Medial temporal contributions to successful face-name learning.

Carmen E Westerberg1, Joel L Voss, Paul J Reber, Ken A Paller.   

Abstract

The brain mechanisms that enable us to form durable associations between different types of information are not completely understood. Although the hippocampus is widely thought to play a substantial role in forming associations, the role of surrounding cortical regions in the medial temporal lobe, including perirhinal and parahippocampal cortex, is controversial. Using anatomically constrained functional magnetic resonance imaging, we assessed medial temporal contributions to learning arbitrary associations between faces and names.
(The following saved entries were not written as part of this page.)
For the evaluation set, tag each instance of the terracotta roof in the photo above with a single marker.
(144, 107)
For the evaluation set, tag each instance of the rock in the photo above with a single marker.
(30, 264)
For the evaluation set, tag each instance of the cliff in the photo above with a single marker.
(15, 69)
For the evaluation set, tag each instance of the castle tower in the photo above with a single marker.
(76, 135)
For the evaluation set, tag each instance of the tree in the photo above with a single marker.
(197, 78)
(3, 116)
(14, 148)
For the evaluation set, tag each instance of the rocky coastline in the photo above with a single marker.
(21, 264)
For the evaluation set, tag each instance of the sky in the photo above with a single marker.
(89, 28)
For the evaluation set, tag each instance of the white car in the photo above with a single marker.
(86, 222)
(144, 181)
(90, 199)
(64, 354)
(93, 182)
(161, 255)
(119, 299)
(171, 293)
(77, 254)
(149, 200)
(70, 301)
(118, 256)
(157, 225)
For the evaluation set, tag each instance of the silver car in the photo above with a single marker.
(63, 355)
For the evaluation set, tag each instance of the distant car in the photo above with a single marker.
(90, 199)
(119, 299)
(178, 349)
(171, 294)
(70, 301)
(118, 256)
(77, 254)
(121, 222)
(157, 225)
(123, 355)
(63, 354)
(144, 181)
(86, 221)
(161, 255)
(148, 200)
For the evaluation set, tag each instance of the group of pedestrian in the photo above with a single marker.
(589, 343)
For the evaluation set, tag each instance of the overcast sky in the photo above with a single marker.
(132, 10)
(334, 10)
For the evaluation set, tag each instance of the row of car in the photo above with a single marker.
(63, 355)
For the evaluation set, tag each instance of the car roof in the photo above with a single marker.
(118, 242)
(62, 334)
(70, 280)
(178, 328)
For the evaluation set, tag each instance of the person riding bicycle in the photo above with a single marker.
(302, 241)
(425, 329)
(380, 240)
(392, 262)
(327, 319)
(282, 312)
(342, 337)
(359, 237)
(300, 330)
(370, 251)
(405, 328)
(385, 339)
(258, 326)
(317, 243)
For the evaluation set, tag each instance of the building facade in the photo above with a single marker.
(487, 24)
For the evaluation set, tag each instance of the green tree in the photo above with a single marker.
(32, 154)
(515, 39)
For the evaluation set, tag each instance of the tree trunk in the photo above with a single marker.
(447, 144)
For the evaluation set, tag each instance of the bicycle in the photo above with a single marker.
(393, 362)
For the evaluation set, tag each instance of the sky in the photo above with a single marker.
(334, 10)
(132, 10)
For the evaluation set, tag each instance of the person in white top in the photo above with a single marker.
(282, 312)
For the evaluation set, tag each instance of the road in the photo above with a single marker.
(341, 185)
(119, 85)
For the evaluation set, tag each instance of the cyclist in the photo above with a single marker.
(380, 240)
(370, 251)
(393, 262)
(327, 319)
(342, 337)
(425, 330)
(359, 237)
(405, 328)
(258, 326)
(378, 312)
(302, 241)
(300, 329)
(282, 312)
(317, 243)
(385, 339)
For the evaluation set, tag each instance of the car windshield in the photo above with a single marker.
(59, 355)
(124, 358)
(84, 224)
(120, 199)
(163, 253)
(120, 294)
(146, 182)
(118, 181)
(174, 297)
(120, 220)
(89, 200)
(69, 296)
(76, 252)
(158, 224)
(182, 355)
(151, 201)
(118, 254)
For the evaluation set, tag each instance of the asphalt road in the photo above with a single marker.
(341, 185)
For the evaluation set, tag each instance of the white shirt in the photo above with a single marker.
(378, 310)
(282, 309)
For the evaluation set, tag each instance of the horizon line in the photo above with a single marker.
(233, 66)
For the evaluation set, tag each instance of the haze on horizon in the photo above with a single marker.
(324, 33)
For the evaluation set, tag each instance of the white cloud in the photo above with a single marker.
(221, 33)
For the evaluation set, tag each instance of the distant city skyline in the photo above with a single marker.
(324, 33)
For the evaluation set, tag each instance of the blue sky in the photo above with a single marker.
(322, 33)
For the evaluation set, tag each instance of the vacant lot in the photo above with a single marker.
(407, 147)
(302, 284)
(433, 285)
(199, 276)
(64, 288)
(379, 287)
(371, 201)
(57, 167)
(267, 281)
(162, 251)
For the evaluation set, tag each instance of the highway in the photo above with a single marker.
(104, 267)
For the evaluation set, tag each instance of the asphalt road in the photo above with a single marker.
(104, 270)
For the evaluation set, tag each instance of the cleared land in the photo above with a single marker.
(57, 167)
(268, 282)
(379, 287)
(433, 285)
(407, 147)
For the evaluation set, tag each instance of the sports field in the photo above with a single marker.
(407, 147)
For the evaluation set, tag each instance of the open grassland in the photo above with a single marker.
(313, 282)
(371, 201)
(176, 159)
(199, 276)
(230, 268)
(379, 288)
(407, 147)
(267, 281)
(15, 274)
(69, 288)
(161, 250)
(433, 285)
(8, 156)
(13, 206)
By sorting learning trials based on subsequent performance in associative and item-specific memory tests, we characterized brain activity associated with successful face-name associative learning. We found that right hippocampal activity was greater when corresponding face-name associations were subsequently remembered than when only a face or a name, but not both, were remembered, or when single-item information or associative information was not remembered. Neither perirhinal nor parahippocampal cortex encoding activity differed across these same conditions. Furthermore, right hippocampal activity during successful face-name association learning was strongly correlated with activity in cortical regions involved in multimodal integration, supporting the idea that interactions between the hippocampus and neocortex contribute to associative memory. These results specifically implicate the hippocampus in associative memory formation, in keeping with theoretical formulations in which contributions to across-domain binding differ among brain structures in the medial temporal region.
Copyright © 2011 Wiley Periodicals, Inc.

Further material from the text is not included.